When he became president last year, Traeder said his goal was to change how The District operated under former executive director Bruce Guthrie, who took a new position with the Quincy Chamber of Commerce in November 2021.

“He was a one-man band,” Traeder said. “The chamber is lucky to have him, but what we learned upon him leaving was that this can’t be a one-man band to operate in the way that it needs to be operated and not burn people out. The board kind of looked in the mirror and said, ‘OK, this is probably a two-person show.’”

Traeder also created committees filled by members of The District’s board.

“My goal was to give make really strong committees that kind of report up to the executive director, so the executive director and an assistant would not be having to do every single part of the day-to-day operations,” he said. “Each member of the board has kind of taken control of each one of those events and is kind of handling them, so the executive director is not having to be the last person.

“As unfortunate as it is to be without an executive director, The District is in a perfect position to continue forward. We have strong committees to manage the operations that we have going forward, so there’s going to be no lag in what The District needs to do and what The District has planned for itself.”

Meanwhile, the search for an executive director is under way.

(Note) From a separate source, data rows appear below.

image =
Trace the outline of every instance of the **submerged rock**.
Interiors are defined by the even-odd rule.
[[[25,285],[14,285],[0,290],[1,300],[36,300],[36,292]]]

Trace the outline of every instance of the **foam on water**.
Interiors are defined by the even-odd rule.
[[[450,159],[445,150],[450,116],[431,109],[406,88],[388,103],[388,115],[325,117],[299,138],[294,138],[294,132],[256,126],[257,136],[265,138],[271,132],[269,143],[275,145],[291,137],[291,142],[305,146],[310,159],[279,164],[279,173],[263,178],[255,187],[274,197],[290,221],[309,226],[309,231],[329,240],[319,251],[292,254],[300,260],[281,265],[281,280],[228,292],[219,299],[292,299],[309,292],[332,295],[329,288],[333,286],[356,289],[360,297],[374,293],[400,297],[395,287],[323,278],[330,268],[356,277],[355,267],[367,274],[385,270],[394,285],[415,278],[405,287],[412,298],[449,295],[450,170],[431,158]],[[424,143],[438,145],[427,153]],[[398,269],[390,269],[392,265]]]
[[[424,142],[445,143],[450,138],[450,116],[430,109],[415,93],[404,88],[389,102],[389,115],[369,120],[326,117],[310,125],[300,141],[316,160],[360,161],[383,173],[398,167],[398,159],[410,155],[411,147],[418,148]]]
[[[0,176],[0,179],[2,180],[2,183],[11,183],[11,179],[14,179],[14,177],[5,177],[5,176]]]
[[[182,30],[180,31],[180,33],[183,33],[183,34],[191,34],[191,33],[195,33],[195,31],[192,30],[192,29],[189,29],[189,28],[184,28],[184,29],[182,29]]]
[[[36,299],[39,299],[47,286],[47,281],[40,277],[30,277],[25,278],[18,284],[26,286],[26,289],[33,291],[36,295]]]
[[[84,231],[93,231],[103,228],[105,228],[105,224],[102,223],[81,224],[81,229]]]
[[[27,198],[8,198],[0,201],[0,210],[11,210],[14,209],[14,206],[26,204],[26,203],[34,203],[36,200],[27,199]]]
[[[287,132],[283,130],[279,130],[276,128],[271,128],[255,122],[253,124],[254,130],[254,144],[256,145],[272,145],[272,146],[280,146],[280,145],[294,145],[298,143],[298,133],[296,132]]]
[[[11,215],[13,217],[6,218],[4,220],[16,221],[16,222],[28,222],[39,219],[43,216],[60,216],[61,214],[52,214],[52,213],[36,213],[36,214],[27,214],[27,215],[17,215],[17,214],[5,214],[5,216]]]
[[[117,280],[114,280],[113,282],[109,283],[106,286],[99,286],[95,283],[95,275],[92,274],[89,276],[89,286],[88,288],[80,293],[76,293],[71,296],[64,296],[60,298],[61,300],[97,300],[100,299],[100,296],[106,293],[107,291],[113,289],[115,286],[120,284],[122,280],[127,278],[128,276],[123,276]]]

“We’ve already received a handful of qualified candidates who we’re going to take a really close look at,” Traeder said. “We encourage anybody who’s interested in the position to apply or, by all means, come sit down and talk to us in more detail about what the position entails.

“We’ve got a lot of local business individuals with a lot of different backgrounds and a lot of different specialties who are going to step up fill that void. In the meantime, hopefully we can find a new director who is willing to take back the reins and take us in the direction we need to go.”

The District is a non-profit volunteer-driven organization devoted to growth, preservation, and economic vitality of downtown Quincy.

Other members of The District’s board are vice president Tieraney Craig, secretary Spencer McKeown, treasurer Kevin Ballard, Colin Ash, Tom Hendren, Morgan Parker, Meegan Fischer, Blake Scheer and Ben Reinhardt.

Lombardi came to Quincy from Milwaukee, where she previously worked in sales in the utility industry. She originally was hired as The District’s director of economic development but shortly thereafter replaced Guthrie as director.